C'était ma façon peu subtile de le questionner sur la situation familiale de son amie.

— Elle est tombée enceinte à vingt ans, m'expliqua-t-il à voix basse. C'était un accident, tu t'en doutes. Raphaëlle et moi avions à peine entamé nos études universitaires. Avec son copain de l'époque, ils ont décidé de garder le bébé. Ils sont restés ensemble pendant trois ans. Quand Raphaëlle a commencé sa maîtrise, ils se sont laissés, mais ils sont restés en bons termes. Mathieu a toujours été un bon père pour Léa.

Maxence marqua un temps d'arrêt pour rincer une assiette. Il me la tendit, puis je la mis dans le lave-vaisselle en attendant qu'il poursuivre.

— Raphaëlle est l'une des personnes que j'admire le plus, me confia Maxence. Elle a réussi à obtenir son baccalauréat, sa maîtrise, puis son doctorat tout en élevant Léa, tu te rends compte?

— Ça a dû être sacrément difficile.

Maxence acquiesça.

— Je me rappellerai toujours du jour de son accouchement, ajouta-t-il avec un petit sourire. Elle a crevé les eaux en plein examen de fin d'année et le professeur a failli tourner de l'oeil. Il la suppliait de se rendre à l'hôpital, mais à chaque contraction, elle disait : « Je ne veux pas reprendre mon examen, je veux le finir maintenant! ». Finalement, tous les élèves présents étaient tellement déconcentrés que le professeur a donné 100 % à tout le monde et Raph a pu aller accoucher ailleurs que dans une salle de classe.

J'éclatai de rire en entendant le dénouement de cette histoire, et Maxence se joignit à moi.

Depuis la salle à manger, j'entendis Léa nous appeler.

— Max, Charlie! Revenez, j'ai envie de jouer à un jeu!

Maxence plissa les yeux, l'air méfiant, et me tendit la dernière assiette sale pour que je la mette au lave-vaisselle.

Nous retournâmes ensuite auprès des autres convives. En nous voyant rappliquer, Léa se leva et posa les mains sur la table, les yeux brillant de malice.

— J'ai envie de jouer à un jeu, réitéra-t-elle en jetant un regard à la ronde. Et puisque c'est ma fête, j'aimerais que tout le monde y participe. Grand-papa, tu n'es pas obligé, je sais que tu as mal au dos.

Quel était le rapport entre le jeu et le mal de dos?

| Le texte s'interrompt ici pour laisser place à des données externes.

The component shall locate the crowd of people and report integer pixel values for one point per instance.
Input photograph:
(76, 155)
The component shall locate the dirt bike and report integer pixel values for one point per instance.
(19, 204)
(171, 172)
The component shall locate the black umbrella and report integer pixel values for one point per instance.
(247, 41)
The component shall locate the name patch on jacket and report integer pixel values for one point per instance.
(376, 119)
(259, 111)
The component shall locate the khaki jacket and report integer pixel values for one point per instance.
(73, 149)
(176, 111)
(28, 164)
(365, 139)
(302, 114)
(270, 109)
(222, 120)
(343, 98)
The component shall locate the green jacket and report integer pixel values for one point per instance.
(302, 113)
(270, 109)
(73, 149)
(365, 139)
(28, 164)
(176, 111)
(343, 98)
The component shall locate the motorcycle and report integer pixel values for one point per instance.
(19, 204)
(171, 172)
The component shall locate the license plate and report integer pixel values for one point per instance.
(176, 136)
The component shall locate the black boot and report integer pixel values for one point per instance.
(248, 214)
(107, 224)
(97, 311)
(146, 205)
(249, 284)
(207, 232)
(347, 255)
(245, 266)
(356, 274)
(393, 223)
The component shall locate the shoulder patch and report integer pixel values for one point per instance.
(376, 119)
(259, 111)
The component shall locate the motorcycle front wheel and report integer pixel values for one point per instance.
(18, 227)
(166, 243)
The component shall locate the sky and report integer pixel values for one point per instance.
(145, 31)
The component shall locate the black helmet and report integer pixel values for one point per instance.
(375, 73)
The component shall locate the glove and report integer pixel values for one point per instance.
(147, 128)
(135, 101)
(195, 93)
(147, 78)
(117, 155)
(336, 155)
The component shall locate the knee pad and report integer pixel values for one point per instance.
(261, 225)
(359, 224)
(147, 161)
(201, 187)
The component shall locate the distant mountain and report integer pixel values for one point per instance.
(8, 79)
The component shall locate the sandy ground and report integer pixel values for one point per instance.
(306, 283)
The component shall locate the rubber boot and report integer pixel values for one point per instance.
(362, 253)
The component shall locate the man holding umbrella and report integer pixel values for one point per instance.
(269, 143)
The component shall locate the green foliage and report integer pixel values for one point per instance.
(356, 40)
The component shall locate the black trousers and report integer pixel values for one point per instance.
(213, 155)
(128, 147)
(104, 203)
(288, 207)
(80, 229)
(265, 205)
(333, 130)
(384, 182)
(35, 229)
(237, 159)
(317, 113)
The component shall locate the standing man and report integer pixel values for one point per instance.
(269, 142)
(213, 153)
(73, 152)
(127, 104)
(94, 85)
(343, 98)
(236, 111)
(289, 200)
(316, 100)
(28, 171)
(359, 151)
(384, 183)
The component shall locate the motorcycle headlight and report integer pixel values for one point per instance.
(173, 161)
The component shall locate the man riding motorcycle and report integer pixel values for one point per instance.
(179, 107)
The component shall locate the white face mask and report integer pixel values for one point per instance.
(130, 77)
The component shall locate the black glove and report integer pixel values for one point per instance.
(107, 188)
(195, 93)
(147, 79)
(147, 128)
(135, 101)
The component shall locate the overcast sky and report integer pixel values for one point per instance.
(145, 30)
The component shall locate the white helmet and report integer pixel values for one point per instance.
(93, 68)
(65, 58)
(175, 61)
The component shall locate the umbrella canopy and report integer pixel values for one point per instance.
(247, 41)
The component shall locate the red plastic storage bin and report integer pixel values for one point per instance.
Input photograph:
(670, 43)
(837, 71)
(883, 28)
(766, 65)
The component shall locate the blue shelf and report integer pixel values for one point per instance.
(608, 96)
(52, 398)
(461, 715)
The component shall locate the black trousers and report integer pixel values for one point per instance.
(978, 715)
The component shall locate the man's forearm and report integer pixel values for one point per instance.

— À quel jeu veux-tu jouer, Léa? s'enquit Raphaëlle, elle aussi intriguée.

L'adolescente laissa planer un petit silence. Elle maîtrisait déjà l'art du suspense.

— Twister! s'exclama-t-elle enfin en brandissant les mains dans les airs.

Elle jeta ensuite un coup d'œil à Maxence pour voir sa réaction. Celui-ci n'avait pas l'air ravi du choix du jeu, même que je semblais lire une lueur d'avertissement dans son regard. Je ne savais pas trop ce qui se tramait entre le parrain et la filleule, mais je pouvais comprendre son manque d'entrain. Twister était ce jeu qui consistait à se contorsionner sur un tapis de plastique jusqu'à ce que tous les autres joueurs tombent. Connaissant Maxence, il aurait grandement préféré un jeu de connaissances générales.